Step 8: Now we need to find the new divisor that is 905 because 9055 x 5 = 45275.

Step 9: Subtracting 45275 from 7500, we get the result 2975.

Step 10: Now the quotient is 90.55.

Step 11: Continue doing these steps until we get two numbers after the decimal point. Suppose if there are no decimal values, continue till the remainder is zero. So the square root of √8200 is approximately 90.55.

The approximation method is another method for finding the square roots. It is an easy method to find the square root of a given number. Now let us learn how to find the square root of 8200 using the approximation method.

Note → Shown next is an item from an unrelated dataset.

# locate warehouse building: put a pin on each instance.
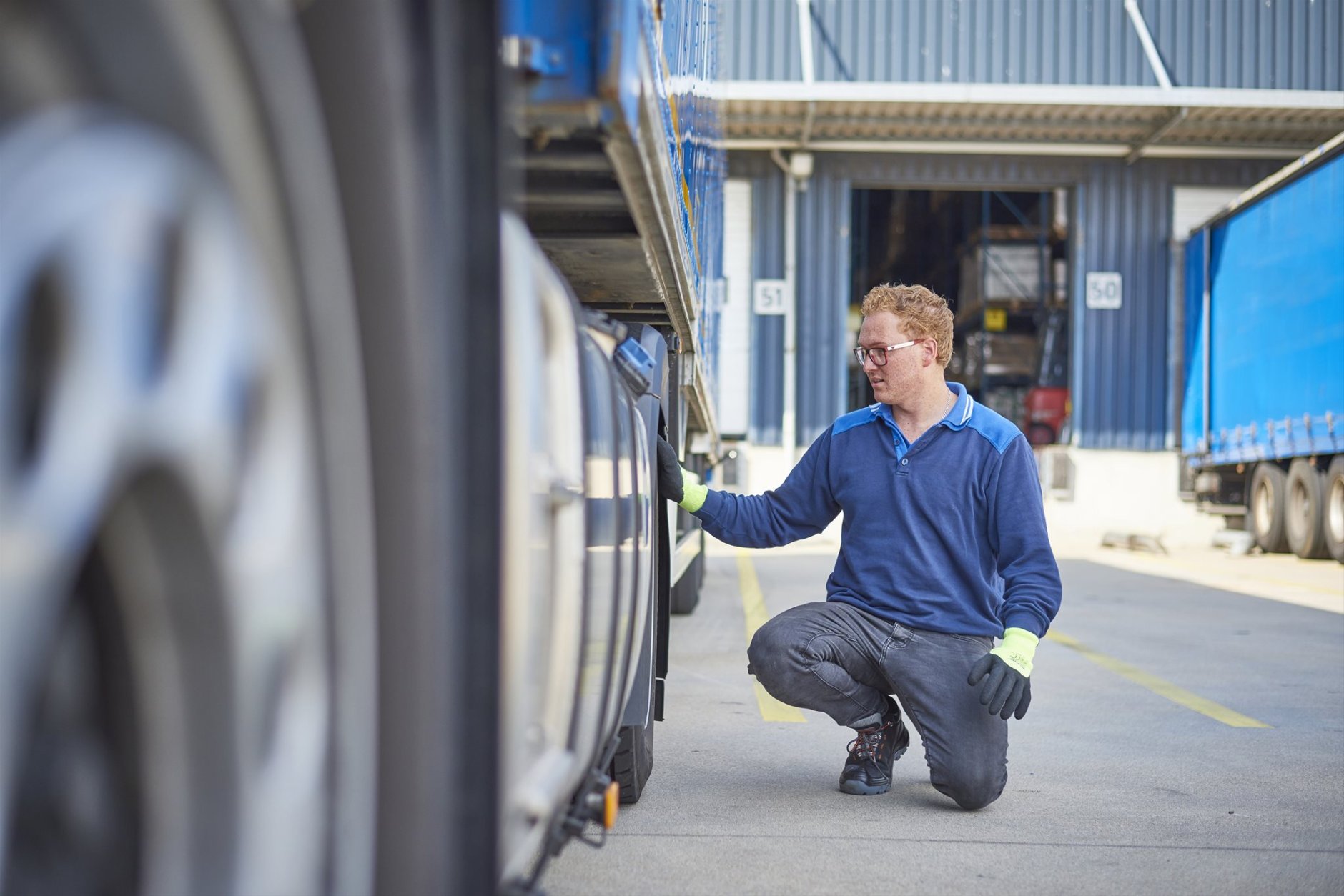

Step 1: Now we have to find the closest perfect squares of √8200. The smallest perfect square less than 8200 is 8100 and the largest perfect square greater than 8200 is 8281. √8200 falls somewhere between 90 and 91.

Step 2: Now we need to apply the formula that is: (Given number - smallest perfect square) / (Greater perfect square - smallest perfect square). Using the formula (8200 - 8100) ÷ (8281 - 8100) ≈ 0.553. Using the formula, we identified the decimal point of our square root. The next step is adding the value we got initially to the decimal number, which is 90 + 0.553 = 90.553, so the square root of 8200 is approximately 90.553.

• Square root: A square root is the inverse of a square. Example: 5^2 = 25 and the inverse of the square is the square root, that is √25 = 5.
   
• Irrational number: An irrational number is a number that cannot be written in the form of p/q, where q is not equal to zero and p and q are integers.
   
• Perfect square: A perfect square is an integer that is the square of an integer. For example, 36 is a perfect square because it is 6^2.
   
• Long division method: A method used to find the square root of a number by dividing it into pairs of digits and performing a series of divisions.
   
• Decimal: A number that includes a whole number and a fractional part separated by a decimal point, for example, 7.86, 8.65, and 9.42.